2.2.3 Quality Control and Data Preprocessing Data pretreatment of metabolomics data is dependent on the employed method. In DI-MS- and GC/LC/CE-MS-based nontargeted metabolomics, peak lists have to be aligned in m/z or retention time direction in the latter case across different samples to yield a suitable data matrix. Several opensource and commercial software for this task are available (18–20). In NMR-based methodologies, two different approaches exist: binning of the NMR spectra in defined bins or metabolites identified from resonances. In targeted metabolomics, analysis peaks of interest are integrated and compared against standards with known concentration to reveal absolute concentration of metabolites. Metabolomics quality control uses different methods. In most cases for GC/LC/CE-MS-based nontargeted metabolomics, a pooled sample from the study serves as a quality-control sample and is injected prior to real samples to condition the chromatographic system and between samples for control of performance. Using this QC samples, retention time drifts or other alteration in performance can be monitored and possibly corrected. In targeted metabolomics retention time shifts, LOD and LOQ values and recovery rates of known materials are used similar to classic analytical chemistry. For statistical analysis of metabolomics data, different uni- and multivariate techniques are employed (e.g., ANOVA, HCA, PCA, PLS, etc.).
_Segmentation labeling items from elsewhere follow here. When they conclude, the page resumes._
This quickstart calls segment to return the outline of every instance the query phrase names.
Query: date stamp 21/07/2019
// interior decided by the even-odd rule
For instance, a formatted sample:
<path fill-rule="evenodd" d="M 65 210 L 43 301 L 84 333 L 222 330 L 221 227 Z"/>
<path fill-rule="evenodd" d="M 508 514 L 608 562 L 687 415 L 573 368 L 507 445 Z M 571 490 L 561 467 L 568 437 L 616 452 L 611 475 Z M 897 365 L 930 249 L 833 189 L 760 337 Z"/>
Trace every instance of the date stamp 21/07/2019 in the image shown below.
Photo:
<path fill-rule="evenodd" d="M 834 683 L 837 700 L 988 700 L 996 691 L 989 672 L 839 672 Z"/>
Common to all, after analysis they yield a list of metabolites significantly correlated to a certain sample state.

2.3 Data Fusion Types After preprocessing the different data types, they are ready for data fusion. Two different types of data fusion between metabolome and transcriptome data can be distinguished. Low-level fusion combines raw data of both data types to produce new raw data. In contrast to this high-level fusion, results from independent data analysis are merged for combined interpretation. The latter is the case for often-used tools such as overrepresentation or enrichment analysis.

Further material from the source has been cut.